Vai ao teu quarto, Sofia.
Levanta um objeto qualquer do chão. Seja o que for que tu levantes,
descobrirás que aquilo em que tocas pertence a uma ordem. No dia em que vês
algo que não consegues classificar sofres um choque. Se, por exemplo,
descobrisses uma pequena coisa acerca da qual não conseguias dizer com
segurança se pertence ao reino vegetal, animal ou mineral, acho que não te
atreverias a tocar-lhe.
Falei de reino vegetal, reino animal e reino mineral. Estou a pensar
naquele jogo em que um pobre diabo é enviado para o corredor enquanto os
outros imaginam algo que ele deve adivinhar quando regressa à sala. Os outros
decidem pensar no gato do vizinho “Tareco” que, nesse momento, está sentado
no jardim. Em seguida, o pobre jogador entra de novo e começa a adivinhar. Os
outros só podem responder “não” ou “sim”. Se o jogador é um bom aristotélico
— e nesse caso não é de modo algum um pobre diabo, a conversa pode decorrer
mais ou menos assim:— É concreto? — (Sim!)

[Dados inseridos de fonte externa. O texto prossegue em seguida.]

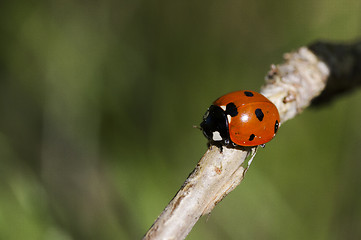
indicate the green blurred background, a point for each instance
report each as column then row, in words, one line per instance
column 98, row 100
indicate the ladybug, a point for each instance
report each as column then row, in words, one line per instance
column 241, row 118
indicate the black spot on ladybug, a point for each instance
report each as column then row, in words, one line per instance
column 231, row 109
column 248, row 94
column 276, row 126
column 259, row 114
column 251, row 137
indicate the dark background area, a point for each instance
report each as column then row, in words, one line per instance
column 98, row 100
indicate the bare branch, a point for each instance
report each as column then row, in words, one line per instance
column 291, row 86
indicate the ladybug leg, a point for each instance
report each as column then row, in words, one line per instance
column 253, row 152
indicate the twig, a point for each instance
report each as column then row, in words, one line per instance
column 291, row 87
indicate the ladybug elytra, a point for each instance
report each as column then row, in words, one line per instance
column 244, row 118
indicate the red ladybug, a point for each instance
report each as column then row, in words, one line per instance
column 244, row 118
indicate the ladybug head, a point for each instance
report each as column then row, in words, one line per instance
column 215, row 125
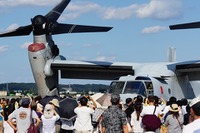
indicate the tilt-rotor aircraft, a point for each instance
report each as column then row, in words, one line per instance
column 180, row 79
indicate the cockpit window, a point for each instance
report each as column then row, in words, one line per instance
column 116, row 87
column 135, row 87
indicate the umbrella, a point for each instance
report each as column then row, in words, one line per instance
column 104, row 100
column 67, row 107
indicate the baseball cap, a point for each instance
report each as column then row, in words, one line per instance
column 195, row 101
column 115, row 97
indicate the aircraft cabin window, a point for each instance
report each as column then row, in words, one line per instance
column 135, row 87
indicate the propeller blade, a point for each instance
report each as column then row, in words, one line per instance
column 185, row 26
column 55, row 13
column 72, row 28
column 21, row 31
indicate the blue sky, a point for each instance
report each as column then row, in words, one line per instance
column 140, row 32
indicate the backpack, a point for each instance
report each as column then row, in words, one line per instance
column 151, row 121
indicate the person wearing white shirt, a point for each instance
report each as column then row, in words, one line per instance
column 49, row 119
column 83, row 122
column 194, row 127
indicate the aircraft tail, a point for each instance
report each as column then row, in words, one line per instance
column 171, row 54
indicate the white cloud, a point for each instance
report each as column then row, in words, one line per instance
column 25, row 45
column 3, row 48
column 119, row 13
column 154, row 29
column 12, row 27
column 160, row 9
column 76, row 9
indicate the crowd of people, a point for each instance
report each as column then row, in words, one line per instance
column 136, row 115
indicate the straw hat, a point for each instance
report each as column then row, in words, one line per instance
column 174, row 108
column 55, row 102
column 48, row 111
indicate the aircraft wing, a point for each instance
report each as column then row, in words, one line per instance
column 91, row 69
column 192, row 70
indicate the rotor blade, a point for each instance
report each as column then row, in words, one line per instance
column 55, row 13
column 185, row 26
column 71, row 28
column 21, row 31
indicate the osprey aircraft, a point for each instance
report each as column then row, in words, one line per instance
column 180, row 79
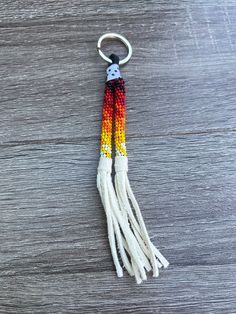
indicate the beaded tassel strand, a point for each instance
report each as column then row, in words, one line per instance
column 126, row 228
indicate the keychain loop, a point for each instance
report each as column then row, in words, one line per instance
column 114, row 36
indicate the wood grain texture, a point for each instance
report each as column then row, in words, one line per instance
column 181, row 138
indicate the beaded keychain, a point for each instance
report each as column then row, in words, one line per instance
column 126, row 229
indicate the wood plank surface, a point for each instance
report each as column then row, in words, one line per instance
column 181, row 139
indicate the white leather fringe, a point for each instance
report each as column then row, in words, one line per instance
column 126, row 228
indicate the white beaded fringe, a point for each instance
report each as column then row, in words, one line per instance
column 126, row 228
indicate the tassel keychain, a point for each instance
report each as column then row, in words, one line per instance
column 126, row 229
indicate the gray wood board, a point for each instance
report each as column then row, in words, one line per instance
column 181, row 123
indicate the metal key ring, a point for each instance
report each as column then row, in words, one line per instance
column 114, row 36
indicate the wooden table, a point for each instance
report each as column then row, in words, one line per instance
column 181, row 138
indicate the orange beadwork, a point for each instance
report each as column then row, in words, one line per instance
column 114, row 97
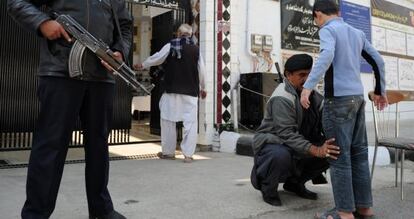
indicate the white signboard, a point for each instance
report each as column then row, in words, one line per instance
column 406, row 73
column 378, row 38
column 391, row 72
column 396, row 42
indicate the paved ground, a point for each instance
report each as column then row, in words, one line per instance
column 215, row 185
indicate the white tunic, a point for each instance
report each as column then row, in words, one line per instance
column 177, row 107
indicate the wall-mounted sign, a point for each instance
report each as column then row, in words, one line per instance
column 173, row 4
column 298, row 31
column 359, row 17
column 392, row 12
column 393, row 36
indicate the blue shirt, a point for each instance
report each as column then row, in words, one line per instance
column 339, row 61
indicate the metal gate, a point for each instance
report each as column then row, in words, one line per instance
column 19, row 107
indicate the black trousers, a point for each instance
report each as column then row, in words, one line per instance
column 274, row 163
column 62, row 101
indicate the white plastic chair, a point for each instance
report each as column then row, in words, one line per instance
column 386, row 124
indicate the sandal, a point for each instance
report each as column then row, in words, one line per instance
column 330, row 213
column 358, row 215
column 188, row 159
column 166, row 156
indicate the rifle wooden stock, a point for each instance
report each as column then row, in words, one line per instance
column 86, row 40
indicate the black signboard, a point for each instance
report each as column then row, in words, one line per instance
column 298, row 31
column 392, row 12
column 173, row 4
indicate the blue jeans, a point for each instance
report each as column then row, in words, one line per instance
column 344, row 119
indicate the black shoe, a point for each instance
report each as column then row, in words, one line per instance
column 300, row 190
column 275, row 200
column 113, row 215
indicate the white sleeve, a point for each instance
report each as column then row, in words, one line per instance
column 201, row 72
column 158, row 58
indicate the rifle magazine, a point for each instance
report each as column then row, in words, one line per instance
column 75, row 60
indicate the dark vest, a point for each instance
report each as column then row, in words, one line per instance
column 181, row 75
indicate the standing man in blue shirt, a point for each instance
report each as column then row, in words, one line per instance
column 341, row 49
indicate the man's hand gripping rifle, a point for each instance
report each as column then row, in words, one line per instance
column 85, row 40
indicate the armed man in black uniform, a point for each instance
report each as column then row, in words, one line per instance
column 64, row 99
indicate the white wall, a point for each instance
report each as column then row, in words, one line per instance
column 265, row 20
column 207, row 49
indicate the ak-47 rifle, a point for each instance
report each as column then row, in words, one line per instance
column 86, row 40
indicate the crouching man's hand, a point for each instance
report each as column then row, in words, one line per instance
column 327, row 150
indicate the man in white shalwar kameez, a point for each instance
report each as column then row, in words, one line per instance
column 184, row 82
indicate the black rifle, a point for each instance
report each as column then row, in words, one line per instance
column 86, row 40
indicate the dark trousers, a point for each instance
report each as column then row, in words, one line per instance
column 62, row 101
column 274, row 164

— Pertence ao reino mineral? — (Não!)
— É animado? — (Sim!)
— Pertence ao reino vegetal? — (Não!)
— É um animal? — (Sim!)
— É um pássaro? — (Não!)
— É um mamífero? — (Sim!)
— É todo o animal? — (Sim!)— É um gato? — (Sim!)
— É o Tareco? (Siiiiiim! Risos...)
Foi, portanto, Aristóteles quem descobriu este jogo. Por seu lado, a Platão
cabe a honra de ter inventado o “esconde-esconde”; e a Demócrito já atribuímos
a honra de ter descoberto o jogo do Lego.
Aristóteles foi um homem meticuloso e metódico que queria pôr em
ordem os conceitos dos homens. Por isso, foi ele quem fundou a “lógica” como
ciência. Estabeleceu várias regras precisas para determinar que conclusões ou
que demonstrações são válidas logicamente. Vamos ver um exemplo: se eu
afirmo primeiro que “todos os seres vivos são mortais” (1a premissa), e afirmo
em seguida que “Hermes é um ser vivo” (2a premissa), posso deduzir a
conclusão: “Hermes é mortal”. (Chama-se silogismo esse tipo de construção
lógica).
O exemplo mostra que a lógica de Aristóteles trata da relação entre
termos, neste caso “ser vivo” e “mortal”.Mesmo sendo forçoso admitir que o silogismo dado é cem por cento
sustentável, temos de reconhecer que ele não nos diz propriamente nada de novo.
Já sabíamos que Hermes é “mortal”. (Porque é um cão, e todos os cães são
“seres vivos” — logo, “mortais”, ao contrário das pedras). Sim, Sofia, já
sabíamos isso. Mas nem sempre a relação entre grupos ou coisas nos parece tão
evidente. Por vezes, pode ser necessário ordenar os nossos termos.
Vou contentar-me com um exemplo: será verdade que crias de rato
podem mamar leite da mãe como sucede com as ovelhas ou os porcos?
Isto parece muito estranho, mas não nos podemos esquecer de que os ratos
não põem ovos. (Quando é que eu vi um ovo de rato ultimamente?). Mas dão à
luz crias — tal como os porcos ou as ovelhas. Mas os animais que dão à luz crias
são chamados mamíferos — e os mamíferos mamam o leite das mães. Com
isto, atingimos o nosso objetivo. Tínhamos a resposta dentro de nós, mas foi
preciso refletir primeiro. De momento, tínhamo-nos esquecido de que os ratos
mamam realmente leite das mães. Talvez seja porque nunca vimos as crias dos
ratos a mamar, certamente porque os ratos se envergonham um pouco à frente
dos homens quando têm de alimentar as suas crias.
“A escala da natureza”Quando Aristóteles quer “pôr ordem” na existência, ele aponta primeiro
para o fato de que tudo o que há na natureza pode ser dividido em dois grupos
principais. Por um lado, temos as “coisas inanimadas” — como pedras, gotas de
água e torrões de terra. Nelas não está inerente nenhuma potencialidade de
mudança. Essas coisas inanimadas só se podem alterar, segundo Aristóteles, por
ação do exterior. Por outro lado, temos as “coisas animadas”, nas quais é
inerente a possibilidade de se alterarem.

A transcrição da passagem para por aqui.